Adaptability and Evolution: The iterative approach to tokenizer training, with multiple runs and rebalancing, ensures that the tokenizer is optimized for the specific nuances of your dataset. This adaptability is key for evolving storytelling styles and trends.
Some other pros are mentioned. These are more specific to the Novel AI project:
Multilingual Capabilities: By accommodating both English and Japanese from the start, the tokenizer is designed for bilingual storytelling. This means it can seamlessly switch between languages or even blend them, offering richer narratives and reaching a broader audience.
Efficient Handling of Unicode Characters: The ability to natively tokenize Unicode characters, especially emojis, allows for more expressive storytelling. Emojis, in modern communication, can convey emotions, context, and tone, making them valuable in narratives. But they are less relevant to novel writing.
Numeric Understanding: Tokenizing numbers digit by digit enhances the model's capability to understand and manipulate numeric values. This is crucial for stories that involve dates, quantities, or any numerical context.
Disadvantages:
Complexity and Maintenance: Training the tokenizer added development time and complexity.
BPE vs. Unigram: The decision to choose BPE over Unigram was based on compression ratio. While BPE might offer better compression, Unigram might provide more natural word segmentations. The storytelling quality might be affected if the tokenizer doesn't segment words in a way that's intuitive to human readers.
Multilingual Limitations: While accommodating both English and Japanese is a strength, it might also be a limitation. The tokenizer might be overly specialized for these two languages, potentially making it less effective for other languages or multilingual contexts beyond English and Japanese.
Vocabulary Size: The decision to use a vocabulary size of 65535 tokens, while efficient from a computational standpoint, might introduce limitations. Is this size sufficient to capture the nuances of both English and Japanese, especially given the richness of the Japanese writing system?

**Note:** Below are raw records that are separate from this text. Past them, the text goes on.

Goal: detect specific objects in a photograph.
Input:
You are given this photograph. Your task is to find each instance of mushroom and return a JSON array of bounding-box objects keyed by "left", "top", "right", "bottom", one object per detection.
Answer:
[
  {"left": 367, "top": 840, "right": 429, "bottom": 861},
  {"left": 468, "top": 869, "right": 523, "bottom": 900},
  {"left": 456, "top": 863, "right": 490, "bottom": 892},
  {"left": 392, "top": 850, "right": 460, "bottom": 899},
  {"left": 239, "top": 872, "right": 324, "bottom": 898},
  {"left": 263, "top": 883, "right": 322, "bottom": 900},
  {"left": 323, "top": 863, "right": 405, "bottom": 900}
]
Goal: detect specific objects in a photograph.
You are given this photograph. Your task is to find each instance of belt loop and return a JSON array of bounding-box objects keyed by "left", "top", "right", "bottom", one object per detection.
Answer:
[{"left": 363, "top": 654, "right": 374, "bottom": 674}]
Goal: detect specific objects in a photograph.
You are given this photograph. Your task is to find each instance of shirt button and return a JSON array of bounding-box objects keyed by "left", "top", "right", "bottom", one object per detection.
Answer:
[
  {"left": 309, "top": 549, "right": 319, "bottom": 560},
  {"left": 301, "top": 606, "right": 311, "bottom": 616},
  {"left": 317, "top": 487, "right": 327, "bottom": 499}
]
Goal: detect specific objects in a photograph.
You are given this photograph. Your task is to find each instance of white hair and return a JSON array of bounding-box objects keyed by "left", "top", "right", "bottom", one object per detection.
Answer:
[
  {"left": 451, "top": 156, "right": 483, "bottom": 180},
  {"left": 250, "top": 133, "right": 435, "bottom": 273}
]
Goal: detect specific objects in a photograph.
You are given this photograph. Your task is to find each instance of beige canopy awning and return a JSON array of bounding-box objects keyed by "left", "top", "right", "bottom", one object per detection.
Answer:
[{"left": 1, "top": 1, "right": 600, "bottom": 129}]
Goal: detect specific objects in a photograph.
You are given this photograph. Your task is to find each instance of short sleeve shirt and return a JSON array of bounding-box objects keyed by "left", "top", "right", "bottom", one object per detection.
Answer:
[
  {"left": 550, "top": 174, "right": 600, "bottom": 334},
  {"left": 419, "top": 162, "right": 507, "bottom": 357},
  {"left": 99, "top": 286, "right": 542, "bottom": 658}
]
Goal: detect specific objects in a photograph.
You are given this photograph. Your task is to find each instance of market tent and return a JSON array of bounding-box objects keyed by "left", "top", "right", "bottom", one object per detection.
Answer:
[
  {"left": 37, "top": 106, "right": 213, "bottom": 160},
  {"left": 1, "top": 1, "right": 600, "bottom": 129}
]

Numeric Tokenization: Tokenizing numbers digit by digit can indeed improve the model's understanding of numeric values. However, it might also make the model less adept at recognizing larger numerical patterns or relationships between numbers.
Handling of Unicode Characters: While the ability to natively tokenize Unicode characters is a strength, there's a potential for overfitting or misinterpretation. Emojis and other Unicode characters can have different meanings in different contexts or cultures. Relying heavily on them might lead to misunderstandings in generated narratives.